This week, I got an opportunity to see Handmade Nation, the documentary by Faythe Levine about the "rise of DIY and the new wave of art, craft and design." It's pretty great -- nice to put faces with the names of many crafters that I am familiar with through blogs, books, CRAFT, etc.
The opening sequence of the film is fantastic -- it's stop animation and took 26 hours to film. You can read more about the "making of" at the Handmade Nation blog right here. And here's the finished sequence:
The only bummer is that they oversold the screening so about a third of the people attending had to stand. Including me. Which meant that I paid the same amount of dough ($13.50!) as the people who got a seat. The film began at 7:30 and I was there at 7:10, so it's not as though I was sneaking in at the last minute to see it. Ugh.
Back to the good stuff, though -- after the film, they had a little "panel discussion" with four panelists:
- Lisa Congdon: artist and co-owner of Rare Device
- Derek Fagerstrom: co-owner of The Curiosity Shoppe
- Natalie Zee Drieu: Senior Editor of Craft
- Stephanie Syjuco: founder/maker extraordinaire behind anti-factory and one of the artists featured in the film
And after the panel, they had a mini craft show where makers were selling their wares, which was a nice bonus -- I think every movie should be immediately followed by the selling of crafts, don't you?
I also have the book Handmade Nation:
The intro to the book is not to be missed -- it's a terrific hand drawn timeline of the "New Wave of Craft" from 1994-2007. You can actually see it by flipping through the book here at Amazon (it's right after the Table of Contents).

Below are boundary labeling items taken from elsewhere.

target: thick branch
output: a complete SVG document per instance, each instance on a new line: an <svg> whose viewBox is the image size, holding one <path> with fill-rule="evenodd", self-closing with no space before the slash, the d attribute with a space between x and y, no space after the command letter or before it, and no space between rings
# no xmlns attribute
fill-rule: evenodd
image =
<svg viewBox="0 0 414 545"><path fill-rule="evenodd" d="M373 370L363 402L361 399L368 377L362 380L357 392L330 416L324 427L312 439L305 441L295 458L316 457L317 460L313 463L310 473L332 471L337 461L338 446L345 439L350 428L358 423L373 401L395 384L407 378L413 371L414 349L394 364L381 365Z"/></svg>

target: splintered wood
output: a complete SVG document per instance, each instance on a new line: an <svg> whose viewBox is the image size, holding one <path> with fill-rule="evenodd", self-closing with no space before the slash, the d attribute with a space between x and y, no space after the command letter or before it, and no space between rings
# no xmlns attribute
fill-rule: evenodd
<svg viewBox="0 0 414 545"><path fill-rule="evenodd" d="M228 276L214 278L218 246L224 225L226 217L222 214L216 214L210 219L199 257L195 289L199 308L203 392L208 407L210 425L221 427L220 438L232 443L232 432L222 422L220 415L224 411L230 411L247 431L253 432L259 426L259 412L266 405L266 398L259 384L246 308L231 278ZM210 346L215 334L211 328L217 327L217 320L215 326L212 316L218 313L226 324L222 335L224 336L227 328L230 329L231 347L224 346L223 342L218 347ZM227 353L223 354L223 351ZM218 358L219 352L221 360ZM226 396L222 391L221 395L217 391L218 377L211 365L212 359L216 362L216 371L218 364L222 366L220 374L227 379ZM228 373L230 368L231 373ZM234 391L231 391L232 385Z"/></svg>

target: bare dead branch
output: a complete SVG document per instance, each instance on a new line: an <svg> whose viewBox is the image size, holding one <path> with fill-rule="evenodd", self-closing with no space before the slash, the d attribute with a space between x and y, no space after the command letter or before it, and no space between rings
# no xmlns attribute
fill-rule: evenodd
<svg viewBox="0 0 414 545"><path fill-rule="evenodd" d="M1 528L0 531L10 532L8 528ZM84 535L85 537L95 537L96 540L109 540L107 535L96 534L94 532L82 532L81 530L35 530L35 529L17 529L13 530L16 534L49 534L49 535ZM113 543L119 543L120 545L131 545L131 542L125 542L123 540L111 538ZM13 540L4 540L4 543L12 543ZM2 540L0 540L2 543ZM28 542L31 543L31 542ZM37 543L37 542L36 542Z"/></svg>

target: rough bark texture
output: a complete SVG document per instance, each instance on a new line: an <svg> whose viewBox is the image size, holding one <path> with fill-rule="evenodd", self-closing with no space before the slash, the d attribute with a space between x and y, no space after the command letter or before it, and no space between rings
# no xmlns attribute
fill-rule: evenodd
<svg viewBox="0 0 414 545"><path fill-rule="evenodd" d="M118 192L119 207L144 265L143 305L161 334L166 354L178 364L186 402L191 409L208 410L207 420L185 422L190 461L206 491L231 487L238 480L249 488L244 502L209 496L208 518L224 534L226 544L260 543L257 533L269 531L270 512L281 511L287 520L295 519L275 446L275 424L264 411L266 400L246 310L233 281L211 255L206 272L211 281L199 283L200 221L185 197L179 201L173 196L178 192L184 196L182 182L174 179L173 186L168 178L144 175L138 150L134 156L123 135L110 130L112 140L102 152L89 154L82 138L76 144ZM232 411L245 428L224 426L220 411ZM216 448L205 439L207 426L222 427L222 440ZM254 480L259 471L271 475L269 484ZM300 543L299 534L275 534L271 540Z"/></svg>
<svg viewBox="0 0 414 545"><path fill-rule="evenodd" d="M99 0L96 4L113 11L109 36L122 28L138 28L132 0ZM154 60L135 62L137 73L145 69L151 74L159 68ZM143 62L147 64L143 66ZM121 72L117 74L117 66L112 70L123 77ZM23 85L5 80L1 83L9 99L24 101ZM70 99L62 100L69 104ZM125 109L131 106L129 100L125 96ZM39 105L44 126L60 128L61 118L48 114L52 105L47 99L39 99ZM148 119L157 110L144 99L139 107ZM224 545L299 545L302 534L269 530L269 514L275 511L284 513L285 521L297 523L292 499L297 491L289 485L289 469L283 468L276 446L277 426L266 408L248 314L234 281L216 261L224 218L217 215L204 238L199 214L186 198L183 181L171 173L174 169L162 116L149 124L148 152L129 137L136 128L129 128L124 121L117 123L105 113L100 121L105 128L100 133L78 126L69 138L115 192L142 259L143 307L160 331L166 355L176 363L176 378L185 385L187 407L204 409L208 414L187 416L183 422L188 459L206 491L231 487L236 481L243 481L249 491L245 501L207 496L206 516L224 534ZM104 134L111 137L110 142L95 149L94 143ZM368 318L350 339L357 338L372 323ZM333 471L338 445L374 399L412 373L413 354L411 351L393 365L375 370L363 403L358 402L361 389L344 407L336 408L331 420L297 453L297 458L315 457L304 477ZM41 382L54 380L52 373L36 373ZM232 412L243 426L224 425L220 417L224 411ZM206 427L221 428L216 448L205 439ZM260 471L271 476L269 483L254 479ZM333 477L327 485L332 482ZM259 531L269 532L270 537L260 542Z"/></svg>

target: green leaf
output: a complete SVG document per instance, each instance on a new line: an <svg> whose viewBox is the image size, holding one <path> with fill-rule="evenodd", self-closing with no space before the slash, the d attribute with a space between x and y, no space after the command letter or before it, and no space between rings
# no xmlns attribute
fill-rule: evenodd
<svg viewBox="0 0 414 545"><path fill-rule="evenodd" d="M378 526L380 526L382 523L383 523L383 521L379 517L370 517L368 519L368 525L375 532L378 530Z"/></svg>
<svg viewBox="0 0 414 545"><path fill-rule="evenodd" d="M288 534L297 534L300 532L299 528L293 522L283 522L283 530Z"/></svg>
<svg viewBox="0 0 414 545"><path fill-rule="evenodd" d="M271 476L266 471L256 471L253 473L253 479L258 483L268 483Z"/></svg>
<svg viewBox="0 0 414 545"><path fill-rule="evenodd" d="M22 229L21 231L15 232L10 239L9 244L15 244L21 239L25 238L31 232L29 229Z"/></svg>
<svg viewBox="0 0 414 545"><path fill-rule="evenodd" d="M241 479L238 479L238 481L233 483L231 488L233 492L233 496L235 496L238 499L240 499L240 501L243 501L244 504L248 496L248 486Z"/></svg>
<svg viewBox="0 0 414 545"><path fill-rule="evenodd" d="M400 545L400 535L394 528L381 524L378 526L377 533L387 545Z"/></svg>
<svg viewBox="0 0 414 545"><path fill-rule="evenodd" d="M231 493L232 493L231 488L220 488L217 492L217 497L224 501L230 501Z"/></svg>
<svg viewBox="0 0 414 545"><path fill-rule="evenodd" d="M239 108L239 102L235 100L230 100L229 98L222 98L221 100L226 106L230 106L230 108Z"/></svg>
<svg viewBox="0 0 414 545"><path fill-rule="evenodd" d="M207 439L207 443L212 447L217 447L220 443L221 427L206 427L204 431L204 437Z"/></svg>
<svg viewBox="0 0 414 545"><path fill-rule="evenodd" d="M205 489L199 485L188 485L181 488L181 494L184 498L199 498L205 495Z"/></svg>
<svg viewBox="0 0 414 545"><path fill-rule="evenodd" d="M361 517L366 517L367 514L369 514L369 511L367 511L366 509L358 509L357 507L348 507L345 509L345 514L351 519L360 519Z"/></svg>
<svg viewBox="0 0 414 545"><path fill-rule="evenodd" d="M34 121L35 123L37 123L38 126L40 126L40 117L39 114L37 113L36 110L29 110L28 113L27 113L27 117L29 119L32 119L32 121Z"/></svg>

I read it sometime last year, but it was neat to look through it again after seeing the film, as I got to read more about the people and get a closer look at the things they're making. It's like a program for the movie, which is great when a movie has so much information.
One of my favorite things that happened at the screening was that Stephanie Syjuco was selling some of her beautiful clothes after the film and a woman walked up to her wearing something that Stephanie had made and sold several years before. When she saw that sweater, her jaw dropped and she said, "I remember making that!" She seemed so happy to see it again. It was a very cool experience that, you know, doesn't happen when I walk into Target with a t-shirt that I bought there three years ago. Just sayin'.
Overall, it was a great experience -- I don't know if/when it will be showing in your area, but I would recommend seeing it when you can. Keep an eye on the Handmade Nation blog for dates. If you'd like to see photos of the event I went to, there are a few posted here on the Craft blog.